When I read his obituary, accompanied by a picture of Glen looking like a mere boy, sweet and shy, someone who just called out to be loved, I was barely out of my own thrashing battle, still trying to figure out what the hell happened to me, how the genie had exploded out of the bottle and derailed my life. But I kept thinking: Glen would know. He'd know just what to say to me, he'd know how to spread balm very gently on the raw wound of my mind. Like a sherpa, he'd been there before me, braved the elements and somehow survived it all.

Until now. When I read of the way he died, frozen to death like a street person (those souls he so identified with and wrote about with such compassion), with no one to hold him as the life ebbed out of him, I wanted to scream at the injustice of it all: at the medical community's complete inability to help such a large-hearted, lavishly gifted human being; at the gap between Glen and his loved ones (there was no doubt he loved them, but something always got in the way), at the grim, fearful, love-deprived boyhood that left scars on him, and in him, that would never be healed.

I did take out the folder, and looked at his dear, graceful handwriting, but haven't read the letters yet. I had thought of writing a piece about him, a sort of tribute, but I knew no one would really get it.

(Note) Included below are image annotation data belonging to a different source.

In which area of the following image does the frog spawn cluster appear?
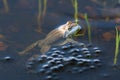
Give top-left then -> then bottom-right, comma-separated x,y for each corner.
26,43 -> 101,80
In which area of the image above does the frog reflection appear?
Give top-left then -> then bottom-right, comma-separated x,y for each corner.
19,21 -> 81,55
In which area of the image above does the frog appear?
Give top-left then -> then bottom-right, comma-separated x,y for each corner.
19,21 -> 82,55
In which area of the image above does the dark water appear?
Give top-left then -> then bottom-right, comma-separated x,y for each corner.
0,0 -> 120,80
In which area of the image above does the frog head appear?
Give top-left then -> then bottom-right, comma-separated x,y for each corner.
63,21 -> 82,38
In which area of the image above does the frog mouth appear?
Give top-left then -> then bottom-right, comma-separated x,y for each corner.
63,24 -> 82,38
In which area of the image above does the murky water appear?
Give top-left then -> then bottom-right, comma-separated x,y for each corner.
0,0 -> 120,80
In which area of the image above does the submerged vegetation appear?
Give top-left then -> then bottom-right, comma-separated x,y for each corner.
2,0 -> 9,13
114,27 -> 120,65
36,0 -> 47,33
84,13 -> 92,43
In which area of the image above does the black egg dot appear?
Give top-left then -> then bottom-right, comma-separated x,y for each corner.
46,76 -> 53,80
89,65 -> 95,69
4,56 -> 12,60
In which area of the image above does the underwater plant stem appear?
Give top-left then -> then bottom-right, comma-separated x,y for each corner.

When I think of him, which is often, tears well up, and I just want my funny, sardonic, gentle, wounded, wonderful brother back.

There is a song from the 70s by a group called Bread that I keep hearing in my mind. It has a haunting lyric that is like an impressionist painting of Glen's life:

"For a love that wouldn't bloom,
For the hearts that never played in tune.
Like a lovely melody that everyone can sing,
Take away the words that rhyme, it doesn't mean a thing."

The words seem to make a melody of themselves: I think I knew his name. I never knew him, but I loved him just the same. Wish that I had found the way, and the reasons that would make him stay.

But he couldn't stay; the pain was too great, the loneliness had hollowed him out, and the demons that screamed inside his skull had to be silenced once and for all. Such a person, making an intentional exit, is often described as "finally being at peace".

I think it goes beyond that. I think he is everywhere. I know he hangs around here, a warm spot in the room, a kind of disembodied smile, and I don't want him to go.